言い訳~blanc noir~
 もういっその事、気でも狂えばらくだろうか。

 このまま最上階のこの部屋のベランダから身を投げ出せば、沙織の元に行けるだろうか。

 何度そう思っただろうか。

 しかしぎりぎりのところではっと我に返る。


―――クロを残して死ぬわけにはいかない。


 和樹にとってクロの存在がまるで命綱のようになっていた。


 このマンションに越して来てから10日が過ぎた。

 4月いっぱい仕事を休ませて欲しいと有休を取っていたが、引越しを終え、荷ほどきも終わり、毎日する事もない。

 朝を迎え、気が付くと陽が落ち、夜になり、いつの間に眠ったのかわからない。

 今日が何日なのか今が何時なのか、そんな事さえもわからなくなっていた。

 それでも喉が渇けば水を飲む。腹が空けばコンビニで買って来たものを口にする。そしてシャワーを浴び、クロに話し掛け、キャットフードを与え、沙織がしていたようにおやつの時間に鰹節を与える。

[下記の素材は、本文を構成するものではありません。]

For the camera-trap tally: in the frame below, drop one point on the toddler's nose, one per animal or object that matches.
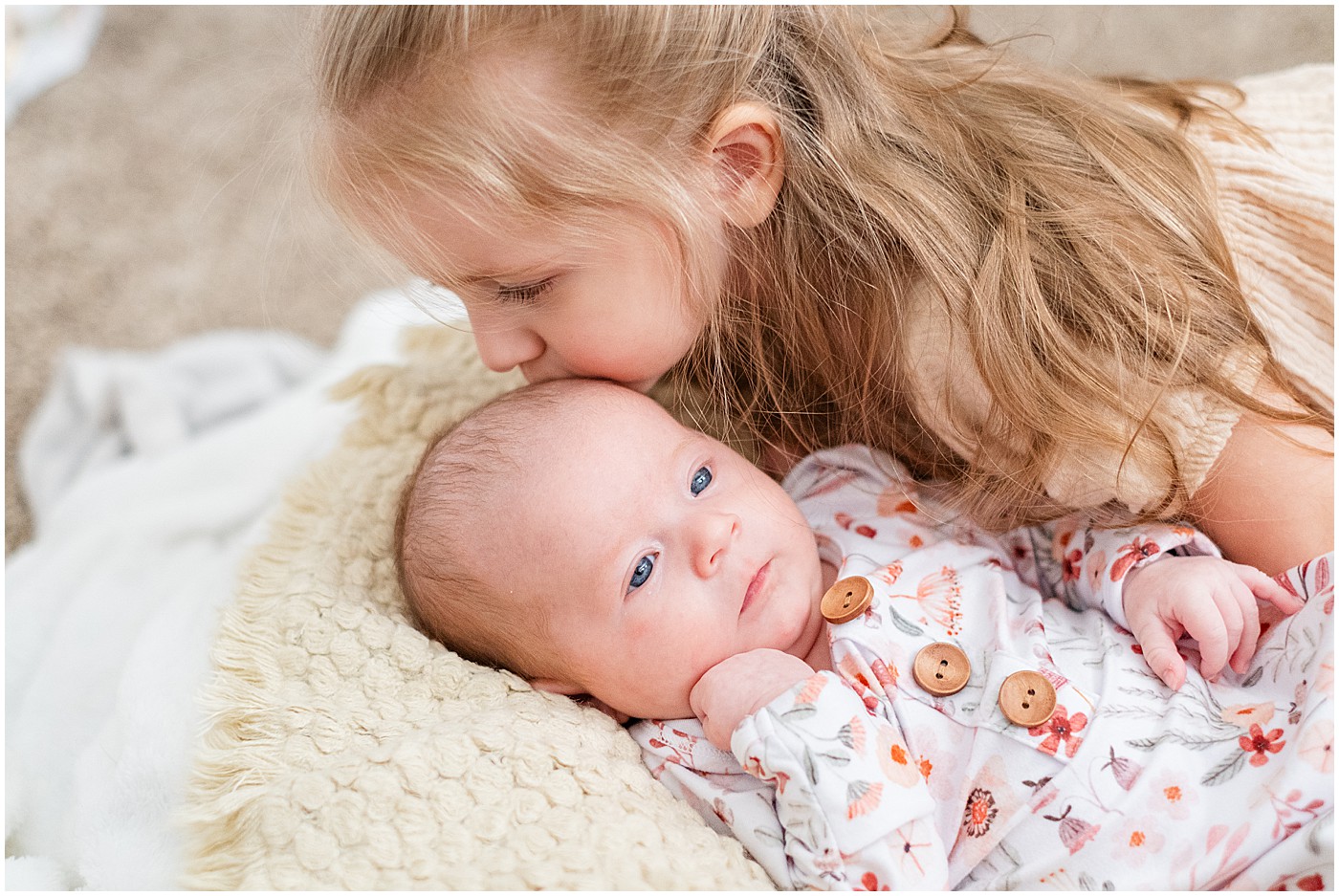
(501, 348)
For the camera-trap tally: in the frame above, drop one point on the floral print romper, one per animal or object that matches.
(863, 779)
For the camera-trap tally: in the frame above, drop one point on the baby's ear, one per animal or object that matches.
(553, 686)
(745, 143)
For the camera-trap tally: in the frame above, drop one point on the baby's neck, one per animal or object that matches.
(821, 656)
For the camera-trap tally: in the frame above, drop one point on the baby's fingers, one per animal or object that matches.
(1207, 625)
(1160, 652)
(1245, 601)
(1265, 588)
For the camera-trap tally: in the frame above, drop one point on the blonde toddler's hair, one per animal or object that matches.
(1066, 227)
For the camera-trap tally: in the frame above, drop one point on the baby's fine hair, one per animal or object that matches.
(1065, 227)
(452, 489)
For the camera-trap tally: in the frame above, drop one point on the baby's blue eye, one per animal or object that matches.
(642, 572)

 自分の意思というよりは、もはや惰性で生きているだけだった。


「沙織。一人ぼっちって寂しいな。こうなって初めて沙織の気持ちがわかったよ」


 沙織の遺影に話し掛けた。

 写真の沙織は頭に小さなティアラを飾り、純白のウェディングドレス姿でにっこりと微笑んでいる。

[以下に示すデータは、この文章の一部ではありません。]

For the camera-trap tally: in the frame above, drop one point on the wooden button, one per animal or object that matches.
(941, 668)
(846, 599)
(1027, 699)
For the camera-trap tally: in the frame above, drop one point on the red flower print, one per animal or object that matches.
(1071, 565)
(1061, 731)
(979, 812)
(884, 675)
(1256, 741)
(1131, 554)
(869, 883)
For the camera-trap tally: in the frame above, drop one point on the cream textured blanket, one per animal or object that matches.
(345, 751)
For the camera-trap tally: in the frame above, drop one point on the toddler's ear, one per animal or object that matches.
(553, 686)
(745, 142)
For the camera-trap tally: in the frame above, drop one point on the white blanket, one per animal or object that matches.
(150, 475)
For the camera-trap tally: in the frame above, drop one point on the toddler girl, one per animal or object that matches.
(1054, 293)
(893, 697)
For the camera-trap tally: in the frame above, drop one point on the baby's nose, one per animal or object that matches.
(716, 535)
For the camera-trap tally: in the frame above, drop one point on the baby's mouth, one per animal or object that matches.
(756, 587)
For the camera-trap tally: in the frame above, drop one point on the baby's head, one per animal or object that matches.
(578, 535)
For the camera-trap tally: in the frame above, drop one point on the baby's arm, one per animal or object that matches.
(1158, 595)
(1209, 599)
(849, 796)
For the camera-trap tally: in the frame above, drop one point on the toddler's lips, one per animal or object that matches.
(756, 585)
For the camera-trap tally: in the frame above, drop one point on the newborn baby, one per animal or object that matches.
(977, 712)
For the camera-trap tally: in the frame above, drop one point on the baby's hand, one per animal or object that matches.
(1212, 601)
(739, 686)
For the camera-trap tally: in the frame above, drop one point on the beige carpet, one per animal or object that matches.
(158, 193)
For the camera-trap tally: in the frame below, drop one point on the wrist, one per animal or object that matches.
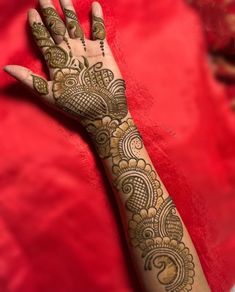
(107, 134)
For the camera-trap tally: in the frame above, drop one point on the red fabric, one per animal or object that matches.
(60, 229)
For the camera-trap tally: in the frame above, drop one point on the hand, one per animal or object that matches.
(85, 79)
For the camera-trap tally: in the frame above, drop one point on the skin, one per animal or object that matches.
(86, 84)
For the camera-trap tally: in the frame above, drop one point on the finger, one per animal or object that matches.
(73, 26)
(55, 56)
(40, 33)
(98, 27)
(33, 81)
(53, 21)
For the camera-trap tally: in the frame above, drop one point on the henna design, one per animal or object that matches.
(53, 21)
(94, 95)
(153, 222)
(98, 29)
(56, 57)
(74, 26)
(41, 35)
(40, 85)
(101, 131)
(126, 142)
(173, 262)
(56, 25)
(90, 93)
(137, 180)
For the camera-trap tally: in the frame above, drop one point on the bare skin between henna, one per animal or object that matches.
(91, 92)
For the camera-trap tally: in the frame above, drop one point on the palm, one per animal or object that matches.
(85, 80)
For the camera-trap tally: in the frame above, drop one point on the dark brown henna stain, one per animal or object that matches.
(90, 92)
(74, 26)
(98, 30)
(40, 85)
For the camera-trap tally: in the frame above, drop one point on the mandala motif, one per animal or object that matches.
(101, 131)
(91, 93)
(56, 57)
(137, 180)
(126, 142)
(172, 261)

 今にも「ご主人様」とどこかから声が聞こえてきそうだった。

「ごめんね。椎名沙織にしてあげられなくて」

 そう声に出すと途端に喉の奥が息苦しくなり、気付くと涙が膝に落ちていた。

「苦しいよ、沙織。俺、苦しいよ……帰って来てくれ……」


―――にゃあ。

 鳴き声に気付き我に返ると、いつからそこにいたのか、クロが和樹の隣に座っていた。


「クロ……」

 和樹はクロを抱きかかえた。ずっしりとした重み。ごろごろと喉を鳴らすクロを抱きしめる。

「クロ、ごめんな。俺なんかよりずっと沙織といたかっただろ? ごめんな」

 返事はない。目を細め、和樹を見上げるクロの表情が沙織によく似ていた。